Always anxious to explore a remote corner of our natural world before entering civilization, our first stop from Bonaire to Curaçao is Klein Curaçao—a tiny, flat desert island with a white sand beach, five huts, and a lighthouse.

The lighthouse seems an irony.

While its very purpose is to emit light for navigational guidance, the light that shines onto the lighthouse warrants nearly as much attention. Throughout the night, this 66-foot colorless monolith stands silhouetted against a black sky, dutifully fulfilling its job with its rotating beam of light. Hours later, dawn arrives and the sky quietly transforms this working vessel into a photographer’s dream.

It is the sky that declares this shift change, permitting its subject to finally rest while the artist decides which palette of colors to choose from. This morning, the selection is a combination of reds and pinks and oranges to compliment the lighthouse patina of white concrete blocks and peeling coral paint. Rays of emerging light shine through rock-lined windows as the sun rises from behind the Eastern horizon.

In an instant, the rays are gone.

The canvas is ripped from its easel and the striking bright colors spill together into a diluted, ordinary brown. The hot, bright sun takes over the brush, promising another cloudless day because that’s what the people want. With no job to perform, the lighthouse seems lifeless during the day. Even the sun seems to have taken an extended lunch break, leaving the tower rather colorless in its hazy light. The house looks hot and lonely, but it is not alone. The people have come to visit.

They clutter the canvas peering through windows and doors, waving and shouting, and photographing their new sunburnt colors against older fading colors of red. Up close, the lighthouse is cool to the touch and even cooler inside.The narrow stone staircase spirals upward to the rock windows, showing off a panoramic view that the lighthouse finds simply ordinary.

Puddles of stagnant water have collected beneath the broken floorboards, creating a breeding ground for mosquitos and sadly, a repository for plastic cups and cigarettes that the people have left behind. Shadows now assume the artist’s role and cast clear geometric lines of light across doorways and window sills. Flecks of paint are captured in the light uncovering colors during the brief 180 years when the people competed for the role of artist.

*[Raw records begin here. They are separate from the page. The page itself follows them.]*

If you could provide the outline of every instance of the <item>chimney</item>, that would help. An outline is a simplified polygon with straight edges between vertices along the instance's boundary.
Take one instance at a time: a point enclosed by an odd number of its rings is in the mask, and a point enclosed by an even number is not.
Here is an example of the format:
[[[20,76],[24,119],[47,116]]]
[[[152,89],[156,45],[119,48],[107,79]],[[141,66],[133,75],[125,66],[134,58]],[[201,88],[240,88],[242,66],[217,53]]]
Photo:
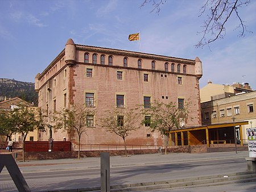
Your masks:
[[[237,87],[237,88],[242,88],[243,87],[243,85],[242,84],[240,84],[240,83],[236,82],[234,82],[233,83],[233,86],[234,87]]]
[[[243,88],[251,90],[251,87],[249,85],[249,83],[245,83],[245,85],[243,85]]]

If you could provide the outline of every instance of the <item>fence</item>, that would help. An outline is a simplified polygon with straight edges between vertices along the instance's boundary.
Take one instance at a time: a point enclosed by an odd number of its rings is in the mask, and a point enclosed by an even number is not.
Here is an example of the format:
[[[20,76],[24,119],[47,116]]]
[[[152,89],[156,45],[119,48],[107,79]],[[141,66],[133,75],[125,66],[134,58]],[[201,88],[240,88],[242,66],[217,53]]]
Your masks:
[[[79,150],[79,144],[73,143],[73,151]],[[126,145],[127,150],[135,149],[158,149],[159,147],[163,148],[162,146],[155,145]],[[109,151],[109,150],[125,150],[124,145],[116,144],[80,144],[80,151]]]

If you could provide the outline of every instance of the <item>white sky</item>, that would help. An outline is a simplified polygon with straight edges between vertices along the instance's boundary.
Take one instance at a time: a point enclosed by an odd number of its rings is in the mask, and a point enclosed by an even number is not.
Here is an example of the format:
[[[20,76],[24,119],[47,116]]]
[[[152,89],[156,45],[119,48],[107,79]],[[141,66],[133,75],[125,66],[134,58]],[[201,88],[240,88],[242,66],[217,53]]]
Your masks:
[[[34,82],[64,48],[75,43],[139,51],[130,34],[141,32],[141,51],[203,62],[200,87],[249,82],[256,89],[256,1],[240,10],[253,34],[238,37],[235,16],[224,39],[210,48],[195,47],[205,15],[199,17],[205,0],[167,0],[159,15],[143,0],[0,0],[0,78]]]

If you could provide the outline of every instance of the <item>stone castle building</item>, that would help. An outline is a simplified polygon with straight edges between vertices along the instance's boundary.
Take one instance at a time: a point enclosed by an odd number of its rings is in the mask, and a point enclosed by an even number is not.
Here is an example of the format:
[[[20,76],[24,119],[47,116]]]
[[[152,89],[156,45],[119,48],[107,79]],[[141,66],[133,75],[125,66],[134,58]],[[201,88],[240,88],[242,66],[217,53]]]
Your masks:
[[[99,118],[111,108],[133,107],[155,99],[183,105],[189,99],[193,118],[183,127],[201,125],[199,79],[202,63],[195,60],[75,44],[69,39],[65,48],[35,77],[38,106],[47,111],[69,108],[74,104],[94,107],[96,114],[88,120],[92,129],[82,136],[81,143],[123,144],[122,139],[97,125]],[[143,117],[142,117],[143,118]],[[141,122],[138,122],[141,123]],[[49,130],[40,134],[48,140]],[[53,132],[54,140],[78,142],[65,132]],[[158,132],[142,126],[126,138],[127,144],[162,145]]]

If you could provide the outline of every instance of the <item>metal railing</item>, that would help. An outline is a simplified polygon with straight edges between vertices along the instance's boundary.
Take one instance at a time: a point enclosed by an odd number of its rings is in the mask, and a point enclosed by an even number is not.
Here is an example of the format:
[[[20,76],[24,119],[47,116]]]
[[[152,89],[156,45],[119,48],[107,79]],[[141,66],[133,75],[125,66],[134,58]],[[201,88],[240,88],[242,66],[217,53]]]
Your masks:
[[[73,151],[79,150],[78,143],[73,143],[72,145]],[[163,148],[163,146],[155,145],[126,145],[126,149],[127,150],[158,149],[159,147]],[[110,151],[125,149],[125,145],[80,144],[80,151]]]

It’s not until evening, when the tour boats whisk away the people, that the sun grows weary of its job and begins to fade. Color returns to the sky. Clouds that have been waiting patiently on the horizon until the sun is finished, finally get their turn above the lighthouse. They race in, anxious to show off before the sky turns dark with nighttime. Large, overstuffed pockets fill heavy with rain. The sky is conflicted. Should it choose the long, stiff brush dipped in sparkling silver and draw zig zag lines across the roof of the lighthouse? Or should it angrily slam close the easel, smashing the billowing clouds into blurry droplets that nearly erase the house entirely?

The sky decides instead to allow the clouds and the sun to be the artist. With clouds still building in deep gray color and texture just above the tower, the sun casts a final glow onto the lighthouse, placing its subject in a spotlight of pale yellow. The contrast is extraordinary and the sky is pleased.

The easel is put away and the lighthouse resumes its nighttime duty. The beam of light begins again, warning the people not to come until the sky awakens.

In my mesmerized state, I realize I have forgotten my camera. Today I have been only a witness.